Brazil's SMB base makes this opportunity large. The country had 24.2 million active companies in 2025, with 93.8% classified as micro or small businesses, most of which lack internal software development resources and have historically depended on agencies, freelancers, or off-the-shelf tools that do not fit their workflows. For that segment, an AI workspace that can also build custom internal software addresses both productivity and software customization needs.

Customer base expansion

Adapta's current expansion path starts with an individual professional adopting the platform, followed by employer-wide standardization on the Business tier. The next step is further upmarket expansion into mid-size enterprises and regulated industries, where governance features such as SSO, MFA, permissions, LGPD-aligned hosting, and centralized asset management are procurement requirements.

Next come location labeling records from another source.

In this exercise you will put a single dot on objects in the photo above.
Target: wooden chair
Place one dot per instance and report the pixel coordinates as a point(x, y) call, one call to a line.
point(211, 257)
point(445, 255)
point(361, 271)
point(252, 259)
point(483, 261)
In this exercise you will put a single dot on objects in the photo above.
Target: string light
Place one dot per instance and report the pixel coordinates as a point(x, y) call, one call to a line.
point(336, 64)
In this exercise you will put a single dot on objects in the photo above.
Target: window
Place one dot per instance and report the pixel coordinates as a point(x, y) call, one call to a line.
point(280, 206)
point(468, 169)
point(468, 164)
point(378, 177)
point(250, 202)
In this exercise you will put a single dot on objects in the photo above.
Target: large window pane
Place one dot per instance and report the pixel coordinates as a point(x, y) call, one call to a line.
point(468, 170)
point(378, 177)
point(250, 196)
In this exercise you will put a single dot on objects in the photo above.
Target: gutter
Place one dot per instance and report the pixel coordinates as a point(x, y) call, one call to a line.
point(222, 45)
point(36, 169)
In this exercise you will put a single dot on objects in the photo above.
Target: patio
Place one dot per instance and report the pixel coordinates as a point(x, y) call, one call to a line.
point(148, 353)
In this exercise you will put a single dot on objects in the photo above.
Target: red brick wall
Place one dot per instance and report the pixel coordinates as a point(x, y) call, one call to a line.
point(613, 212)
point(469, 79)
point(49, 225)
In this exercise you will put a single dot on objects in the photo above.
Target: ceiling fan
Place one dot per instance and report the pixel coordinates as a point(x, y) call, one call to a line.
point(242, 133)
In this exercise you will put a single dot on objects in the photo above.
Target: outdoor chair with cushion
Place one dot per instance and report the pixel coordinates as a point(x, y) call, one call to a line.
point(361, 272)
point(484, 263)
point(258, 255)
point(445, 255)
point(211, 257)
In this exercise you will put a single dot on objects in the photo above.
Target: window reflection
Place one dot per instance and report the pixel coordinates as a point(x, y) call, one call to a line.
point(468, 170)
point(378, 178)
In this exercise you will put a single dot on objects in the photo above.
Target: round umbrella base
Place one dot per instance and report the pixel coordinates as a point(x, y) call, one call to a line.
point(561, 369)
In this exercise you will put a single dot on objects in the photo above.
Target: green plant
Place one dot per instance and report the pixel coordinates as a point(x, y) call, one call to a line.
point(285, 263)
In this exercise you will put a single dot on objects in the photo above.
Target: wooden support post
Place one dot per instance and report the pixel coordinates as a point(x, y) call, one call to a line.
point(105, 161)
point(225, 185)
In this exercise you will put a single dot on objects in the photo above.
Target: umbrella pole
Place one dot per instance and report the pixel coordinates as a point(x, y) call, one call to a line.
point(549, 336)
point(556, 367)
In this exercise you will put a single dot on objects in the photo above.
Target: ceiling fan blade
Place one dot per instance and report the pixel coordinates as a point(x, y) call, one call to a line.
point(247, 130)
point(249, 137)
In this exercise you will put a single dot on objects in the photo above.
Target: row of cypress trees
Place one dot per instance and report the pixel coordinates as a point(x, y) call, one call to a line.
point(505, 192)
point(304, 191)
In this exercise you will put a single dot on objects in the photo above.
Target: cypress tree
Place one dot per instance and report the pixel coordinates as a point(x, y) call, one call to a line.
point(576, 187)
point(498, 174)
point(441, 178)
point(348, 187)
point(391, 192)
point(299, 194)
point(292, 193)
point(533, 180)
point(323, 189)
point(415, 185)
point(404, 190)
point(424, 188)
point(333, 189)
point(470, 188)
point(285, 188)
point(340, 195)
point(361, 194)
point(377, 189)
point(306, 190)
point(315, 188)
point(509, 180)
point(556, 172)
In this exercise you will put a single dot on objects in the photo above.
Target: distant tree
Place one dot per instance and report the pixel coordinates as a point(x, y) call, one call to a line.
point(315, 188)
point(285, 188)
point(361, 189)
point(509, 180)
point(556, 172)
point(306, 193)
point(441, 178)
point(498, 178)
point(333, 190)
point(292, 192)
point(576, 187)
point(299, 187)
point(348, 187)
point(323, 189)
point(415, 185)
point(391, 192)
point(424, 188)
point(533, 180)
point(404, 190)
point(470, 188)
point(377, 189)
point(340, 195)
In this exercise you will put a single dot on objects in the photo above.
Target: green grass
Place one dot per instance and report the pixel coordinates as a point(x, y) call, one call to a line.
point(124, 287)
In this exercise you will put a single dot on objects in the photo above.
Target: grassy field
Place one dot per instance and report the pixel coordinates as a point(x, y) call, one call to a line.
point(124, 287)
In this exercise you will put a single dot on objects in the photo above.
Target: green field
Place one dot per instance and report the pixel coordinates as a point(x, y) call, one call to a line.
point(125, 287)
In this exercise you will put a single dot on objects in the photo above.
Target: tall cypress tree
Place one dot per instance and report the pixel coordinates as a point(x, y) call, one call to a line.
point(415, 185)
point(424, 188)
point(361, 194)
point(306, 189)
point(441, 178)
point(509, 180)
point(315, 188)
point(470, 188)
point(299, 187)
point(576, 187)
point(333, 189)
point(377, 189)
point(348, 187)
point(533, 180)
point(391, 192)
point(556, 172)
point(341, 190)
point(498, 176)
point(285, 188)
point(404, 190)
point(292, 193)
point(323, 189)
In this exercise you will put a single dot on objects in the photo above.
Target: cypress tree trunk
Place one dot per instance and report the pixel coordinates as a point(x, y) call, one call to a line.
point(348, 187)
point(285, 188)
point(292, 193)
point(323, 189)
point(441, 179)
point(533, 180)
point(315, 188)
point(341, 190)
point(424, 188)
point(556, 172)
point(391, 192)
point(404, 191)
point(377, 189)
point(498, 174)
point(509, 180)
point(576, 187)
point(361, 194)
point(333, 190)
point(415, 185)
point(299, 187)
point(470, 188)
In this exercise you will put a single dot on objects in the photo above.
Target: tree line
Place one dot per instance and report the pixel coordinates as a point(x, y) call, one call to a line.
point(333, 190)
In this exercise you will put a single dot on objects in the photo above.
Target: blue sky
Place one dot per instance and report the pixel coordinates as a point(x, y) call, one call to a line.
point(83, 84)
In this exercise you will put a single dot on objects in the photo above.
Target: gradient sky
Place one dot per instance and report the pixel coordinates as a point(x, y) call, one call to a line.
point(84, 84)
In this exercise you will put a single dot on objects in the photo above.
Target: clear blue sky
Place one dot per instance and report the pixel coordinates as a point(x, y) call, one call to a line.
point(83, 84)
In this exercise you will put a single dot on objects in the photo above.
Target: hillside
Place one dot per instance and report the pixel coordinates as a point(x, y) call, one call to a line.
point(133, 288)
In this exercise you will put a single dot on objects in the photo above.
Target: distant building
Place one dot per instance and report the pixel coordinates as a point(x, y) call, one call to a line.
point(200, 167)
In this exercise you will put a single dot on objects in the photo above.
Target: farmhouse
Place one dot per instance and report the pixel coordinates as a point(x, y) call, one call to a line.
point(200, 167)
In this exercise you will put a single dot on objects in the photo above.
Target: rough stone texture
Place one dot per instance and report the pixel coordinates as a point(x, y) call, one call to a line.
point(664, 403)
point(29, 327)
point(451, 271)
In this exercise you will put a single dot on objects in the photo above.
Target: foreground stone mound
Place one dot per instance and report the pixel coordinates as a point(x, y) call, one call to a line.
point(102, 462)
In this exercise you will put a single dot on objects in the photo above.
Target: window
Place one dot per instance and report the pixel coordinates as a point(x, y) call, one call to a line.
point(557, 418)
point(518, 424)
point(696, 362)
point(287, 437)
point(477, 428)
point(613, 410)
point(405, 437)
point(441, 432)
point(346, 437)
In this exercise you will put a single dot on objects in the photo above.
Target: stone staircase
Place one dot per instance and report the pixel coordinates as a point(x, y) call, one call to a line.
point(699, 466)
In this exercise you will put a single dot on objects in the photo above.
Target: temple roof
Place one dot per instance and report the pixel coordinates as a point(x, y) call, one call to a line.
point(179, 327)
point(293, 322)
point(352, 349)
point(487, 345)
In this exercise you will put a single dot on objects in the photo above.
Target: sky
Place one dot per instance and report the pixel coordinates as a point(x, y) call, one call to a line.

The platform already counts Petrobras, SESI, SENAI, and FGV among its enterprise customers, indicating that the Business product can pass enterprise security review processes. Building deeper vertical playbooks for legal, healthcare, real estate, and financial services, where Adapta already has meaningful usage, would extend this motion without requiring a different core product.

Geographic expansion

Latin America is the next geographic market, but Adapta has said it does not plan to expand until it reaches at least R$300M in Brazil, a threshold it expects to hit within roughly two years. The Nubank comparison is useful: Nubank waited until it had tens of millions of Brazilian accounts before expanding to Mexico, a sequencing choice that made international expansion more capital-efficient.

Several elements of Adapta's Brazil approach appear portable to Spanish-speaking LATAM markets, including Portuguese-first content adapted for local language, SMB-focused education, local compliance positioning, and high-touch implementation. The region combines large SMB economies, high mobile and WhatsApp usage, and increasing AI adoption, which makes it a plausible market for B2B AI workspaces. That could give Adapta an advantage over global competitors that would need to localize from scratch.

Risks

Model commoditization: As OpenAI, Anthropic, Google, and Microsoft improve direct enterprise distribution and bundle AI into tools businesses already pay for, the value of multi-model aggregation alone erodes, forcing Adapta to show that its orchestration, education, and implementation layer produces measurable productivity gains that justify a separate subscription rather than activation inside an existing suite.

Inference cost structure: Adapta markets unlimited access to premium frontier models under a flat annual subscription, so as agentic usage intensifies and customers run more complex, multi-step tasks across expensive reasoning models, variable cost of goods sold rises in ways Adapta's routing layer may not fully offset, creating structural margin pressure as the platform scales.

Platform dependency: Adapta's product depends on continued API access from OpenAI, Anthropic, Google, Meta, xAI, Mistral, and others under terms those providers control unilaterally, so a pricing change, access restriction, or policy shift from any major upstream partner could force rapid product and pricing changes that disrupt the customer experience the company has built its brand around.